Between the Streetlight and the Moon
By Melita Rowston. Produced by MopHead Productions, bAKEHOUSE Theatre Co., Stephen Multari and Eloise Snape. Director: Anthony Skuse. Kings Cross Theatre, Sydney. 5 – 27 May 2017

The new Kings Cross Theatre is a tiny space up four steep flights of stairs in a building that overlooks the Cross’s famous Coca Cola sign. For this production the acting area cuts the audience into two and as many old chairs as possible have been crammed together. No problem – except it's one act running for 105 minutes and the only possible exit for 50% of the audience is via the stage. Oh, the joys of the fringe!

There’s no doubt Melita Rowston’s play, shortlisted for the 2016 Patrick White Playwright Award, is a complex and meaningful piece. With many a nook and byway, it tells how Zadie (Lucy Miller) is eventually sacked from her London art teaching job by Janet (Suzanne Pereira) for not finishing her much discussed book on Edouard Manet and his likely affair with painter Berthe Morisot. 

Zadie is thick with her sexy French student Dominique (Joanna Downing) and with Barry (Ben McIvor), a young Western Sydney painter who has come to London for instant fame. Jeff (Lani Tupu), a wildly successful artist who has complications with Zadie, completes the cast.

From the opening projection (and discussion) of an 1865 close-up painting of a woman’s genitals, we are being asked to give art and the artists involved our full attention. And the cast, led by Lucy Miller, blonde hair streaming, take many a turning before she is revealed as more artist than academician. 
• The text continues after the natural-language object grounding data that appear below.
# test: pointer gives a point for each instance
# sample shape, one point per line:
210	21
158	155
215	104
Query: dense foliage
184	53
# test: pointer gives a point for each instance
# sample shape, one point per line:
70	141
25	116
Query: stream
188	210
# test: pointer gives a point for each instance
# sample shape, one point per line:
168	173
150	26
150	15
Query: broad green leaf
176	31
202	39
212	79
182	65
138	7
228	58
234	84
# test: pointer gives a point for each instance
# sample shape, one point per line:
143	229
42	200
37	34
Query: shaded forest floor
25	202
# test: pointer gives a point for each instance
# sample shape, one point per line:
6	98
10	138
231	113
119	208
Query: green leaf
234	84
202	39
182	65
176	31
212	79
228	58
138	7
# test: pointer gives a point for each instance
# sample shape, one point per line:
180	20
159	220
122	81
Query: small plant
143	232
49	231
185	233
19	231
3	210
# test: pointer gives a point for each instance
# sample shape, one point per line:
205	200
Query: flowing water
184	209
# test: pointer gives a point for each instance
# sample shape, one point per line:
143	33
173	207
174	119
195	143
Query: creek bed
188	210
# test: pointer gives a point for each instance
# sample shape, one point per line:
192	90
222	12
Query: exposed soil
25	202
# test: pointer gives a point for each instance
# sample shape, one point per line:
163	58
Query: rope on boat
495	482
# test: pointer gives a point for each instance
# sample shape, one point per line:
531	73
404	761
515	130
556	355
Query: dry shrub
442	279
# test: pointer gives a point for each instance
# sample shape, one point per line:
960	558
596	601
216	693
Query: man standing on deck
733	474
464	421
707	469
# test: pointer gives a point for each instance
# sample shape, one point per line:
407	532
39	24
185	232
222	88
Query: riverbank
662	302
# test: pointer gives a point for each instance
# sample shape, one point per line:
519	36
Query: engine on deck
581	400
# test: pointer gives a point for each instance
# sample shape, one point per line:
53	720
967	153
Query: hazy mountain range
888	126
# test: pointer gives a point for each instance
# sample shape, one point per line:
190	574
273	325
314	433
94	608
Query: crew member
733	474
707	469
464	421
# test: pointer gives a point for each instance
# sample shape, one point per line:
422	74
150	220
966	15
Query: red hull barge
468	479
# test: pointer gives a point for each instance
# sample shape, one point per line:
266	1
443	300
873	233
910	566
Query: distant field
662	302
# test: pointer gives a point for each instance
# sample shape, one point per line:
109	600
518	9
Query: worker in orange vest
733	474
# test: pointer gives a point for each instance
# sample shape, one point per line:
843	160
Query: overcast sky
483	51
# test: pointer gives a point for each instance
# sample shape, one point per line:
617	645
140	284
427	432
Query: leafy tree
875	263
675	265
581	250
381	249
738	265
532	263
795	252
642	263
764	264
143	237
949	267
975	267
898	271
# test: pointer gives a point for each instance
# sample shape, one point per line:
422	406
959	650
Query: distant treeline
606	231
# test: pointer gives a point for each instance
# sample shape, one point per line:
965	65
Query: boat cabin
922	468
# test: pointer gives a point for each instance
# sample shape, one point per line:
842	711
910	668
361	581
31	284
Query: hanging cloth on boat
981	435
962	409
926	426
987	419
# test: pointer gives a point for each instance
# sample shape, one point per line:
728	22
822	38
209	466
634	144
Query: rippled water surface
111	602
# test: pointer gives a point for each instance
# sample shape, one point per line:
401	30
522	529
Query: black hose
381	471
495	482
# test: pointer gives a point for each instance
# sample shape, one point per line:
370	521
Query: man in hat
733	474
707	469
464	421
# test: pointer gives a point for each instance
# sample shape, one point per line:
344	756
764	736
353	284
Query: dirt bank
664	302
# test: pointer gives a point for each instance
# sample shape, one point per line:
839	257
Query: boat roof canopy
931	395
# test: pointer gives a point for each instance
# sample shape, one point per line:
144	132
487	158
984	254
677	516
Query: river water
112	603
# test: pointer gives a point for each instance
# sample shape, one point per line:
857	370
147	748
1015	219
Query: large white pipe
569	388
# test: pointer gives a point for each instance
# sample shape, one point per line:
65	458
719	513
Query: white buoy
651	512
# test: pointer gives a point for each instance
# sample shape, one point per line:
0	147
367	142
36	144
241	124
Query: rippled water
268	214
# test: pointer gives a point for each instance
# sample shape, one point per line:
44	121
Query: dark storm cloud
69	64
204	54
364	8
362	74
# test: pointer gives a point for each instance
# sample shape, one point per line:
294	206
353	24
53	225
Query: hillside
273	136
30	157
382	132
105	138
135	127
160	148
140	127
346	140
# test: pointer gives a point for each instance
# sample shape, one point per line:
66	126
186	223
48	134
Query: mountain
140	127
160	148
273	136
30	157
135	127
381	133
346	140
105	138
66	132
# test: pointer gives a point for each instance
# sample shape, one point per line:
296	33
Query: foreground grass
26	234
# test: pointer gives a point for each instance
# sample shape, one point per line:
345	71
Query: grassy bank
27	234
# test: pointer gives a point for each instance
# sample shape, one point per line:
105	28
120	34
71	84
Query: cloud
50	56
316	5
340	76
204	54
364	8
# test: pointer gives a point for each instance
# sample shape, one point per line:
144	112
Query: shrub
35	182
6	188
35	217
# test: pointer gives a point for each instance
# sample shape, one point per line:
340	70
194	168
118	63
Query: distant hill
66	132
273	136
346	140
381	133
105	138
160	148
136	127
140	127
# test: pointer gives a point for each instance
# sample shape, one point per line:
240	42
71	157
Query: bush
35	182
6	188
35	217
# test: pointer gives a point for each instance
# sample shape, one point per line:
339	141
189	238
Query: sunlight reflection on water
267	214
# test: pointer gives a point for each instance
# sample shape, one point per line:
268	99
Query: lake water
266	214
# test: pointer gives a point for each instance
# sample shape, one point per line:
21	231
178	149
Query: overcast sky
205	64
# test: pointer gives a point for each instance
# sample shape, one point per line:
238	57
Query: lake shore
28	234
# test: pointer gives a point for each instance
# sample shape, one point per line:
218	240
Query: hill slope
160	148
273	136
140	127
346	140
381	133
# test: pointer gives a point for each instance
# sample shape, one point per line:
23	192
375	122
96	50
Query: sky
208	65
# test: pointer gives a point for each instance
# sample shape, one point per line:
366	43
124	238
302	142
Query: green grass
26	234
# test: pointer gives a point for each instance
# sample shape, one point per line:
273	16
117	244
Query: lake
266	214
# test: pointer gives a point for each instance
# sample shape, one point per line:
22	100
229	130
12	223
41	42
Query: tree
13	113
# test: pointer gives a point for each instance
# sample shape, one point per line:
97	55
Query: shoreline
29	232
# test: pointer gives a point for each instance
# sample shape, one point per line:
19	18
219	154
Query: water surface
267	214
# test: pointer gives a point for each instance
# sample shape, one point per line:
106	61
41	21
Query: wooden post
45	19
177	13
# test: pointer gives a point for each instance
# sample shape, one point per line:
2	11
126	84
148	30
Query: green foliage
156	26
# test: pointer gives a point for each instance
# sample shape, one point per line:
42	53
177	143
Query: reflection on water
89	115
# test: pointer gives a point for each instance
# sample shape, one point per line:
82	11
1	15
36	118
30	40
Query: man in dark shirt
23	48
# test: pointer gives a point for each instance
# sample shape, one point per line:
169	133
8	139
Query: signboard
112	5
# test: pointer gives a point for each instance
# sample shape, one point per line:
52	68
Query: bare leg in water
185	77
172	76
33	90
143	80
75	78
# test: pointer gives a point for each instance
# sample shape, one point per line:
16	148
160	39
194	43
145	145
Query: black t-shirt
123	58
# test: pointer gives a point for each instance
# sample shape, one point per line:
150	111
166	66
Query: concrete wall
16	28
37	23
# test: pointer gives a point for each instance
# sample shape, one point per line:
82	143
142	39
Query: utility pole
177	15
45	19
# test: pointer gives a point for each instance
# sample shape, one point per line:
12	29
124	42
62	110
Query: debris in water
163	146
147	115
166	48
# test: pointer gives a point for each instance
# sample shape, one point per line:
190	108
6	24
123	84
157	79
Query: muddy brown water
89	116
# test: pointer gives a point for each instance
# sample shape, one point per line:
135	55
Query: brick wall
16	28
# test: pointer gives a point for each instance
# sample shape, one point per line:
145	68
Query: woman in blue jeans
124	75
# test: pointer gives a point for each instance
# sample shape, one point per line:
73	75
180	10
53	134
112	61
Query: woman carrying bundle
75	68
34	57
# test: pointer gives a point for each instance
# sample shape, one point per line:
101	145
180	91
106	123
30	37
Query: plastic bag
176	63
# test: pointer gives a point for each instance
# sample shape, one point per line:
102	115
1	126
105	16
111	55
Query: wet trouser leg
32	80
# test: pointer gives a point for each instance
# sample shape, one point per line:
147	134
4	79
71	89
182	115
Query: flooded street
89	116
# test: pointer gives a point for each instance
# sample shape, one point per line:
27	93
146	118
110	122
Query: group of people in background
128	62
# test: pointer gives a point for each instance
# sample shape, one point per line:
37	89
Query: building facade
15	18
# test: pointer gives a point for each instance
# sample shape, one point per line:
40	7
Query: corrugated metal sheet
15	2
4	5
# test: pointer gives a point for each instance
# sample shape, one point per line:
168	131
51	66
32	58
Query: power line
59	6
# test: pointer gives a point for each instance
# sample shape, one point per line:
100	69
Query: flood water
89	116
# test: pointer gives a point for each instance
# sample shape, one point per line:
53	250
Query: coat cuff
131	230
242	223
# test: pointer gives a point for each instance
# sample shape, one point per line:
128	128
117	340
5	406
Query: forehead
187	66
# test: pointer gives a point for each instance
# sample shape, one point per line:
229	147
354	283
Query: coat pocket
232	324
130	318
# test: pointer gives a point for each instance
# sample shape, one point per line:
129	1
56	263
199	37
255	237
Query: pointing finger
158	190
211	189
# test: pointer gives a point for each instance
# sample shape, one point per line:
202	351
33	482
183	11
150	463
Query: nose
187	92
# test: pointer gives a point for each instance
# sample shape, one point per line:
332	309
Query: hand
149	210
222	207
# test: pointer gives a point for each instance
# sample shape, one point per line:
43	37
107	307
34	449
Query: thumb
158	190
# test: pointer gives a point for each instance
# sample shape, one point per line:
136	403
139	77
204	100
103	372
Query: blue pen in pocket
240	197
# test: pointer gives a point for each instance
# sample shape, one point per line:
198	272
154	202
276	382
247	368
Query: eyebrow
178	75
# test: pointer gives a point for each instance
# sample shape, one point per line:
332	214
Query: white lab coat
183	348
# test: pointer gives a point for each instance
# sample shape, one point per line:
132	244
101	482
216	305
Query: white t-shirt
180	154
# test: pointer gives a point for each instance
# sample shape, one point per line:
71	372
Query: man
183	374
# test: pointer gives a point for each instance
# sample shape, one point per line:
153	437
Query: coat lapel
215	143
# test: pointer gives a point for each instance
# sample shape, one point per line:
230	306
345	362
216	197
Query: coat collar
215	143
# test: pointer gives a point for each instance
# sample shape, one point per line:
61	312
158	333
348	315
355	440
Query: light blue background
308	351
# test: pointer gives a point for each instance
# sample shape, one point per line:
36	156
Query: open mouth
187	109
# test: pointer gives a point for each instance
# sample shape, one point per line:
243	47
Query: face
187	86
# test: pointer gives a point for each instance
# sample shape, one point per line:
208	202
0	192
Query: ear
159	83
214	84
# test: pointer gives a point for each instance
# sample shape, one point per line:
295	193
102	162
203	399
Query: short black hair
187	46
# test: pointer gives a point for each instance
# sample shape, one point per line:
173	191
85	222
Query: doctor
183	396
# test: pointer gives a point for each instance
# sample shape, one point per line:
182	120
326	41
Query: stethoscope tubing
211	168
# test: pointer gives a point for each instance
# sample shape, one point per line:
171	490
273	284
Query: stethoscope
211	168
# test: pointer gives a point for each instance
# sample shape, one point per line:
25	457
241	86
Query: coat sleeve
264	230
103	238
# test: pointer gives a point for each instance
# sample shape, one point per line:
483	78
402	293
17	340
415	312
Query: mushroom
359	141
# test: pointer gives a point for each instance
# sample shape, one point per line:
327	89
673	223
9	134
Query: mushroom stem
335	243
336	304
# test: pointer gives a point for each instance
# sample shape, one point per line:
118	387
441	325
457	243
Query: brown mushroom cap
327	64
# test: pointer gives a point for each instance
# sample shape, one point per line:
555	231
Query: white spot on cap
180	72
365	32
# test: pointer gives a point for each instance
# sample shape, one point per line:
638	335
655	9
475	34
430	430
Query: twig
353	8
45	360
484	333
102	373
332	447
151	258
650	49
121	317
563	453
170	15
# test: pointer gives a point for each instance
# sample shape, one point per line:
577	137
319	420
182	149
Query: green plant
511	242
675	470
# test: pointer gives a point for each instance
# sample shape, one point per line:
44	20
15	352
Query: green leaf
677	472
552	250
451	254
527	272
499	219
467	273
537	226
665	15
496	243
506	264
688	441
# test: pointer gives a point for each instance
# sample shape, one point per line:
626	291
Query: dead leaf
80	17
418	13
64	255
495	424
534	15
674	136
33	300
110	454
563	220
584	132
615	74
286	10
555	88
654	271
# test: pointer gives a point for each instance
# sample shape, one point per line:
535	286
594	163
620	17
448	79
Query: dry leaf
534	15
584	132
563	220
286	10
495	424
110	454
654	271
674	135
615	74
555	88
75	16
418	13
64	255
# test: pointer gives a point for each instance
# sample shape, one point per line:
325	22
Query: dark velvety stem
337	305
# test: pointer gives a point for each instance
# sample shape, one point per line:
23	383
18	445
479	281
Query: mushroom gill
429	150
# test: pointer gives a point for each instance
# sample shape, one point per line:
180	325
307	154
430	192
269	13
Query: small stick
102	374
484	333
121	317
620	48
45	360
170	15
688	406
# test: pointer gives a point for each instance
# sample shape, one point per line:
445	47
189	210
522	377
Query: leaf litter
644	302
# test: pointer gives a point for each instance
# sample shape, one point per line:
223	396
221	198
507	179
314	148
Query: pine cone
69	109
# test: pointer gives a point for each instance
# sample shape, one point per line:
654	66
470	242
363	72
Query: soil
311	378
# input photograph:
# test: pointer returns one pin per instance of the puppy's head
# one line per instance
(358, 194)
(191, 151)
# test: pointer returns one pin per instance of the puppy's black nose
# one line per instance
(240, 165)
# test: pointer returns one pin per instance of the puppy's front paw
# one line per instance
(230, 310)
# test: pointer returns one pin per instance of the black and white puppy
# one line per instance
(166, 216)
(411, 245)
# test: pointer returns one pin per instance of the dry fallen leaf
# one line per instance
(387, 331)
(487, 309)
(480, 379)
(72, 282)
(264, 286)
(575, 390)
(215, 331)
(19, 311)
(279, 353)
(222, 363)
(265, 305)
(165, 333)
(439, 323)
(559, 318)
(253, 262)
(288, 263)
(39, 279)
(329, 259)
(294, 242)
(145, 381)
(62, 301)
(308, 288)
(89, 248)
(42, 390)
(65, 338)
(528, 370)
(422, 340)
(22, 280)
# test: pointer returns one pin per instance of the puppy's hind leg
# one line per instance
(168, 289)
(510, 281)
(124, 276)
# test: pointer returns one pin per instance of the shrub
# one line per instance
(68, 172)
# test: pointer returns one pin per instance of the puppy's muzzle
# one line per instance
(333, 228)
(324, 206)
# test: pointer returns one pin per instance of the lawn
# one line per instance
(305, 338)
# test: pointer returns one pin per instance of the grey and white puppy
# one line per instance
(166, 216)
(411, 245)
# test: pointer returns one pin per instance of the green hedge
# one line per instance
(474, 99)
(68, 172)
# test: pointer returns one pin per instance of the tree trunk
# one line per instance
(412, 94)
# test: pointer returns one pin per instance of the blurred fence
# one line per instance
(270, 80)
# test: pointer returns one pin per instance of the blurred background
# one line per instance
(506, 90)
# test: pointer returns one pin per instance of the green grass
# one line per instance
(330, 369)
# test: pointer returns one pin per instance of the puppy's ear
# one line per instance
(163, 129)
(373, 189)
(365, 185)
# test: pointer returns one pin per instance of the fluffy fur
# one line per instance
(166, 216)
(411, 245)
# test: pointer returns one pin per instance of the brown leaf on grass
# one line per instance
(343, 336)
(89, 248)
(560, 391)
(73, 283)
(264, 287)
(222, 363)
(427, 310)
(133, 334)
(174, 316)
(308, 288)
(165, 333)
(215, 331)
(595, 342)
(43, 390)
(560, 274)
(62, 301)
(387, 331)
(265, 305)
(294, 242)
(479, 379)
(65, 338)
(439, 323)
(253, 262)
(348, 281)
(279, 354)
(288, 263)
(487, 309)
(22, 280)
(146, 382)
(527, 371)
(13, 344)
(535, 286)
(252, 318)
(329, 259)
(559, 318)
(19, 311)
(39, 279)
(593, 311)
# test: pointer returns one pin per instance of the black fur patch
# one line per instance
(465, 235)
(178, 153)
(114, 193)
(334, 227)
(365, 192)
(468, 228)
Dominque’s French accent is a hurdle, at times so thick it only adds to the complications of the plot. 

The setting by Jeremy Allen is of a high standard, though when we get to Paris the requirement of the Seine running through the scene would defeat most designers. His solution is unlikely to please every theatregoer. 

Benjamin Freeman on live piano provides linking music throughout, and very beautiful it is.